The Plant Manager is now "supervising".

Walked up on a conversation between the Plant manager and an electrical contractor they had used previously.
The only space left in the panel had a two pole 20 amp bolt-in breaker in it.
The contractor was explaining he would have to remove the 2 pole breaker and install two 1 pole breakers.
If he did it live, he would have to use arc flash gear and have to charge extra for "hazardous work".
If the panel was shutdown it would be safer and cost less.
OK, I'll agree with shutting down, but now you would need the production lines to be shutdown.
Both methods cost money.

I was asked what would I recommend?
This I said, and took out my tweeker screw driver, and popped the breaker tie piece off, there you are....2-1 pole breakers.

Contractor was PO'ed.

I really didn’t want this guy back in "MY" plant, he took advantage of the plant with some of his previous work, prior to my arrival.
He was hired to run power to five new exhaust fans in a warehouse expansion.
Five conduit runs, five roof disconnects, five 3 pole breakers.
What did he not install?
Five motor starters with overload protection.

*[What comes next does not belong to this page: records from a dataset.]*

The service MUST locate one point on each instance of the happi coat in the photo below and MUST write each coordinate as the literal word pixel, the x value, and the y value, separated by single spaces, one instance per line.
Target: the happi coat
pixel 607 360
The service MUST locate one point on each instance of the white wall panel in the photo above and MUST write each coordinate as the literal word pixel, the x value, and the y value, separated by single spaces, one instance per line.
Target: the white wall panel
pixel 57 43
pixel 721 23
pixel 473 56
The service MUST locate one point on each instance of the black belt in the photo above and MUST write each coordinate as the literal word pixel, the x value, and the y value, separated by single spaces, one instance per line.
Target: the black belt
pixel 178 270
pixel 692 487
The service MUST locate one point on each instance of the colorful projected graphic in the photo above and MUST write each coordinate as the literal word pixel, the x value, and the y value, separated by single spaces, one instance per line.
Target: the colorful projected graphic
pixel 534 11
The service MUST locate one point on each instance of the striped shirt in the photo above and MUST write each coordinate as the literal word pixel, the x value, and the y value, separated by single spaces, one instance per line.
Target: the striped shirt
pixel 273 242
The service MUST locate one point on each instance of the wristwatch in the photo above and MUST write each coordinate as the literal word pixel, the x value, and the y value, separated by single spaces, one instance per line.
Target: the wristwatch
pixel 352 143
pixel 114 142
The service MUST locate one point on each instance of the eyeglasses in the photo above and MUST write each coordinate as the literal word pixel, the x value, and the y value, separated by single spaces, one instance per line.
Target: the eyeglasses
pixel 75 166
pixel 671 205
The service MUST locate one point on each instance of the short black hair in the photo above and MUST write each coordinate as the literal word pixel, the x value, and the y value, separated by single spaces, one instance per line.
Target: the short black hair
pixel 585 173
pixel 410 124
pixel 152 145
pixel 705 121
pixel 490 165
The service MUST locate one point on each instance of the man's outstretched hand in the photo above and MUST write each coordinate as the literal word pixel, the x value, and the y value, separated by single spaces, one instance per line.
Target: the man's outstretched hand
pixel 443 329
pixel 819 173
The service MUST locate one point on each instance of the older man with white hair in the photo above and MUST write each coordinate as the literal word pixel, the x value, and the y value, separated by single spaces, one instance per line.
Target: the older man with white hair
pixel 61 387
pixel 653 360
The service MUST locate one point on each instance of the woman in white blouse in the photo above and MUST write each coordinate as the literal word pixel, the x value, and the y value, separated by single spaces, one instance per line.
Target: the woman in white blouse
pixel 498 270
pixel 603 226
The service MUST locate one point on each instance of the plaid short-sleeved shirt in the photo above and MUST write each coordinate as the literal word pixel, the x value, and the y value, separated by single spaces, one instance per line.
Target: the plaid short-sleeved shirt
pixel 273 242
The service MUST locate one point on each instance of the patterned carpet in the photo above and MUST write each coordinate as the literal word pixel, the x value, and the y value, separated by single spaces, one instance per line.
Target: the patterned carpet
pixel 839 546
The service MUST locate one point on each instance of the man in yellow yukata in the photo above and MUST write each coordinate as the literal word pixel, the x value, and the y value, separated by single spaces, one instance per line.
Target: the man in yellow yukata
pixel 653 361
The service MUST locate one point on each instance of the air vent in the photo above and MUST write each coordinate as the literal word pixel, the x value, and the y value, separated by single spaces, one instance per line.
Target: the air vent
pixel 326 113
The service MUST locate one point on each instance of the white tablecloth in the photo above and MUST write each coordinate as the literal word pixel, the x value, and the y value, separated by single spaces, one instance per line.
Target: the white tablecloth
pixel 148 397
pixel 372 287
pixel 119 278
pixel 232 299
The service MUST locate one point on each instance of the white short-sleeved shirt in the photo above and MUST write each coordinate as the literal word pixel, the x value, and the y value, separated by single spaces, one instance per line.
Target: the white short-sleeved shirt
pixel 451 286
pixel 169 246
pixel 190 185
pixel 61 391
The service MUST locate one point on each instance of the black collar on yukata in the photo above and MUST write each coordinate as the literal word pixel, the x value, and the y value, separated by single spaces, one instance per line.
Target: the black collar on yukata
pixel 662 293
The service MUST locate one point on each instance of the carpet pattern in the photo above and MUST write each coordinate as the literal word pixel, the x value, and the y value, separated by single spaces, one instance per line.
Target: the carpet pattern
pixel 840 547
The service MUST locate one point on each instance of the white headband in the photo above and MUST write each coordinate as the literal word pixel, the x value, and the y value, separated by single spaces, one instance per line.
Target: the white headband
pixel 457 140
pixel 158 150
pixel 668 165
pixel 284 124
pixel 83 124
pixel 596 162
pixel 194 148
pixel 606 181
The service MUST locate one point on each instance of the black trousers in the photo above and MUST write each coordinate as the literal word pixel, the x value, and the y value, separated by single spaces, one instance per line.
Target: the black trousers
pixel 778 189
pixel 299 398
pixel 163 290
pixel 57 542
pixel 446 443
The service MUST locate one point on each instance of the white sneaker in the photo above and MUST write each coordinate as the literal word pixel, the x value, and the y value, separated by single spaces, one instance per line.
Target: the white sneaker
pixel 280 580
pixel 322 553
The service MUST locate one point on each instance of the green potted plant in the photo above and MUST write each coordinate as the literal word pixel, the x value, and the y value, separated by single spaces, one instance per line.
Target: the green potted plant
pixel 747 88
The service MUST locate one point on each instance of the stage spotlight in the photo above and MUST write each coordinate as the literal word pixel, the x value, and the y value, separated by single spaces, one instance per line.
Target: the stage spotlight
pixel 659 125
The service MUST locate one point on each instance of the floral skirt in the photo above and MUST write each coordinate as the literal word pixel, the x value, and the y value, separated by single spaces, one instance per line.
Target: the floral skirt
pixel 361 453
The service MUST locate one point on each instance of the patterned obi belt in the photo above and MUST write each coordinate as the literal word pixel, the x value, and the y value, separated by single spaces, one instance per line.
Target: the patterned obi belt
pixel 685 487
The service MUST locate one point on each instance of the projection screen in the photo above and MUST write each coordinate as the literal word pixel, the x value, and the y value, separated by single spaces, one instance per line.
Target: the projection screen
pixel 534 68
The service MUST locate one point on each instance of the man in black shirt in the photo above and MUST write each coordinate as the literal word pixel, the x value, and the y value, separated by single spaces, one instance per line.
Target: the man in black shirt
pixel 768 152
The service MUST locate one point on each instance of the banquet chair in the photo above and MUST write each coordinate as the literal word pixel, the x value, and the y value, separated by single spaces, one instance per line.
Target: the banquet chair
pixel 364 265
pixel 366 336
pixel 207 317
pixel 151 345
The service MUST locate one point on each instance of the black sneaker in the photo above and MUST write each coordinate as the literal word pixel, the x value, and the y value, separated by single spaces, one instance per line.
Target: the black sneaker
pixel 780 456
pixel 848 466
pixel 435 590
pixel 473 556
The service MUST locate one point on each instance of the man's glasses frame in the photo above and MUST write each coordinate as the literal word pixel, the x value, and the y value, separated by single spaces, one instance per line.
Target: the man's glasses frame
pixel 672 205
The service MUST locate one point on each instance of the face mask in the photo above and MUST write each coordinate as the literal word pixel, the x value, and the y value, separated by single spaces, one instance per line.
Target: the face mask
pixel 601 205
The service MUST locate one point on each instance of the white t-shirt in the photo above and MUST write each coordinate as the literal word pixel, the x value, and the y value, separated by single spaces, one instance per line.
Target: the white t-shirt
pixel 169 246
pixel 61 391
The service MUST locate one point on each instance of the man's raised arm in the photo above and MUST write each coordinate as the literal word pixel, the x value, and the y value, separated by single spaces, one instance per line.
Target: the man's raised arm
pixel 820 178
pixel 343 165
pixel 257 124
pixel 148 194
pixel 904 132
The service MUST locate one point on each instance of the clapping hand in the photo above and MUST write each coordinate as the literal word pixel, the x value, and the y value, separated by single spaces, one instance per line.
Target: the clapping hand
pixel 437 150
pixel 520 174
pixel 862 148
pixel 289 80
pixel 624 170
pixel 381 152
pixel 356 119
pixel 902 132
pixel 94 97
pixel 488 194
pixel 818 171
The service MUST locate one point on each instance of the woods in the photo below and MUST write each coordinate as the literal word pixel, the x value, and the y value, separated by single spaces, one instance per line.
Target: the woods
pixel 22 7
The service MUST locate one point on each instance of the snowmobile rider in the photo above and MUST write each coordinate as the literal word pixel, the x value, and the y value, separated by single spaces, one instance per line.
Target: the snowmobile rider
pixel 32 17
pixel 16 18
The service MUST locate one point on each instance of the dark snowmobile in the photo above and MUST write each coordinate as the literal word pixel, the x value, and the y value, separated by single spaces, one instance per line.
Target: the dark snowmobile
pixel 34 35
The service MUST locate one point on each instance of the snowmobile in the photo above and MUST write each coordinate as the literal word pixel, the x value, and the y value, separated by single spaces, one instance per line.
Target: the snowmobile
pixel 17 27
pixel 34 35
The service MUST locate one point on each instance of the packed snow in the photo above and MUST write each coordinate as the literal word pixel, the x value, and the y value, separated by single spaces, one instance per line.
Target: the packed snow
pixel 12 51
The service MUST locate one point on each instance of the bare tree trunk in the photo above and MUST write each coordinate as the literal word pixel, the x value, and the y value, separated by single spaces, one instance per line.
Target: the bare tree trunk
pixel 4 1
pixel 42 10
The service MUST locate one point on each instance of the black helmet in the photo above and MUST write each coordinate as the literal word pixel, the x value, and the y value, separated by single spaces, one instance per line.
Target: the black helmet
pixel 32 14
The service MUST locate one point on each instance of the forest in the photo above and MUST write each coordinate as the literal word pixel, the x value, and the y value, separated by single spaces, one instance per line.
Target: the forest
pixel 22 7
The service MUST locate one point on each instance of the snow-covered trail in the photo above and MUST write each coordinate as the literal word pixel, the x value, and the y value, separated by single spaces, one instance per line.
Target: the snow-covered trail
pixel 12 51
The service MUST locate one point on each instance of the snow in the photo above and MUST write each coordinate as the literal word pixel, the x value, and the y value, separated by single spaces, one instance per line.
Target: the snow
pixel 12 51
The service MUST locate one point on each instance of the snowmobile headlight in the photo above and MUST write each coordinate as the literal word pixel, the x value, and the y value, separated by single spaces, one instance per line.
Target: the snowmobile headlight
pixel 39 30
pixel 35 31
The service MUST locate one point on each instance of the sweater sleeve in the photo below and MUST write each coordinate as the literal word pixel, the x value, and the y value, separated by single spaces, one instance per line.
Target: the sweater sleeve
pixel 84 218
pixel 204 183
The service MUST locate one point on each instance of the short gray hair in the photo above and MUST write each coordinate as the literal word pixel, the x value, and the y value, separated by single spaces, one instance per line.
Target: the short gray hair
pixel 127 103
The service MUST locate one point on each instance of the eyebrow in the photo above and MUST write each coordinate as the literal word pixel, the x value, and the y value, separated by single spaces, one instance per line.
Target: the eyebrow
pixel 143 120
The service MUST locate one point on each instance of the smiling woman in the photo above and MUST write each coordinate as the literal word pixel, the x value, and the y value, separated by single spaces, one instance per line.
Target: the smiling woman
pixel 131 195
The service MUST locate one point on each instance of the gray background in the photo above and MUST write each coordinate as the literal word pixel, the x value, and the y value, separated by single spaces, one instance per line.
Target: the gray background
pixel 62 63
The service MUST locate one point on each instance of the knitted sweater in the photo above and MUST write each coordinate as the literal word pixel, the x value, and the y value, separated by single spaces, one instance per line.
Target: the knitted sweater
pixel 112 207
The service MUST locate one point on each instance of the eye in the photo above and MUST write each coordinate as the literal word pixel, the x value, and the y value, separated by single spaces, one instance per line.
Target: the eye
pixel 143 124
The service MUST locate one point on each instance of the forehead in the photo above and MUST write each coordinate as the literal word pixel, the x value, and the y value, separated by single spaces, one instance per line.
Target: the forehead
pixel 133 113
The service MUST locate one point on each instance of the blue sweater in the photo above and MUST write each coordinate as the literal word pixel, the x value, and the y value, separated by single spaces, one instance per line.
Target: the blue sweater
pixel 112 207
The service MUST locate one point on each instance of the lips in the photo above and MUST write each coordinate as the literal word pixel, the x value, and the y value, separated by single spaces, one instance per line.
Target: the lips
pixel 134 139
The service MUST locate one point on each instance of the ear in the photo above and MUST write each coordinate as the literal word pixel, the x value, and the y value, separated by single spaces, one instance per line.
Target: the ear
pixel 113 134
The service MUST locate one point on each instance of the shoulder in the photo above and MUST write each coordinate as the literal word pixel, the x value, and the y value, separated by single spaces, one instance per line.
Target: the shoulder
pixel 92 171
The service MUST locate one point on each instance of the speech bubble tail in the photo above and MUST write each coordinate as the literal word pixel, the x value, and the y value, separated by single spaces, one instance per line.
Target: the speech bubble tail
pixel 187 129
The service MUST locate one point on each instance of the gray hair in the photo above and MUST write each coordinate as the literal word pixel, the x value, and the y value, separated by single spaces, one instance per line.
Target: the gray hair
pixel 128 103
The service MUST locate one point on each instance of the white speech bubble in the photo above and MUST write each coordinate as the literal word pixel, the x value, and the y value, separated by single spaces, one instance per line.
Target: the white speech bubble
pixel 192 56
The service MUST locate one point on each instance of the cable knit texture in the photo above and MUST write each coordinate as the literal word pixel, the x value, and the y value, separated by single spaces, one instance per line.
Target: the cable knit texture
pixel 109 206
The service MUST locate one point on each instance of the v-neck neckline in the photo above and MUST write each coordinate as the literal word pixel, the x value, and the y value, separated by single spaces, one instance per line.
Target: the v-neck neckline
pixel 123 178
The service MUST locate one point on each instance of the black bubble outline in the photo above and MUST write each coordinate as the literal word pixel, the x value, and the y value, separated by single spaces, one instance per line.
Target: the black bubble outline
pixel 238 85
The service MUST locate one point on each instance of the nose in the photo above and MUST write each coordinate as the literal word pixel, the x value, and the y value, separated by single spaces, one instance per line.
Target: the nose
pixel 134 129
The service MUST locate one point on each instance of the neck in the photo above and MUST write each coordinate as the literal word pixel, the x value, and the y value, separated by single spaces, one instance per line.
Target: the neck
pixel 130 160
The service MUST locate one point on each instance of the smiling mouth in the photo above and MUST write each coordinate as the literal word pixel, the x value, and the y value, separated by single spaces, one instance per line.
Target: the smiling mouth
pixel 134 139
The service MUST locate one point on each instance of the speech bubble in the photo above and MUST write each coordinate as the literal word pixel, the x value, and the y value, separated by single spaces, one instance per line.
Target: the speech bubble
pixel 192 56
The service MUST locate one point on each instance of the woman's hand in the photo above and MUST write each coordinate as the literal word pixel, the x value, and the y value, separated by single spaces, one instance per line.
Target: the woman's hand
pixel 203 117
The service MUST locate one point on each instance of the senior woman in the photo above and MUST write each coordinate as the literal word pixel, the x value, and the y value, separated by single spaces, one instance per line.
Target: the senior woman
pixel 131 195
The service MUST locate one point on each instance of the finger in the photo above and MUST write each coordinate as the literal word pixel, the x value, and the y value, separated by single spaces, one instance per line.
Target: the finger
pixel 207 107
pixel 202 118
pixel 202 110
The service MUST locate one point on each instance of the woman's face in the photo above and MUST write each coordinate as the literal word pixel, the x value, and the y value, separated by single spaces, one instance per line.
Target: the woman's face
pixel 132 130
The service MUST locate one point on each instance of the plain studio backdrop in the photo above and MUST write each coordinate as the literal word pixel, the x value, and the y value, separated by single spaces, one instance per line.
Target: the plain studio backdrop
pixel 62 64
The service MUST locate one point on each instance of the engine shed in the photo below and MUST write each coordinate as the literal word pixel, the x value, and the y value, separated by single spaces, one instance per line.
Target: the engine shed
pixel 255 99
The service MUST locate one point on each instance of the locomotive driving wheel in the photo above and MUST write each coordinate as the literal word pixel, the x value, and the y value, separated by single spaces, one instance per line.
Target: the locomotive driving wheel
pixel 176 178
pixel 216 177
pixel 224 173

I figure he took the company for about $5000.00 for the starters he didn't install.

Now after a storm that caused a loss of a phase, we have 5 rooftop exhaust fans with burnt out motors.
Also discovered the firestats were not wired up correctly, of course without a starter to wire them to, what do you do?
I know what you don't do.
He ran one phase of the 480 through the firestat which is only rated for 120.

Did I do the contractor wrong or did I do my employer right?

Plant manager was happy.


----------



## Swanny (Jul 21, 2021)

wiz1997 said:


> This account is a bit of the opposite.
> A couple of years ago I started with this company and the Maintenance supervisor is the only one that really knew my background.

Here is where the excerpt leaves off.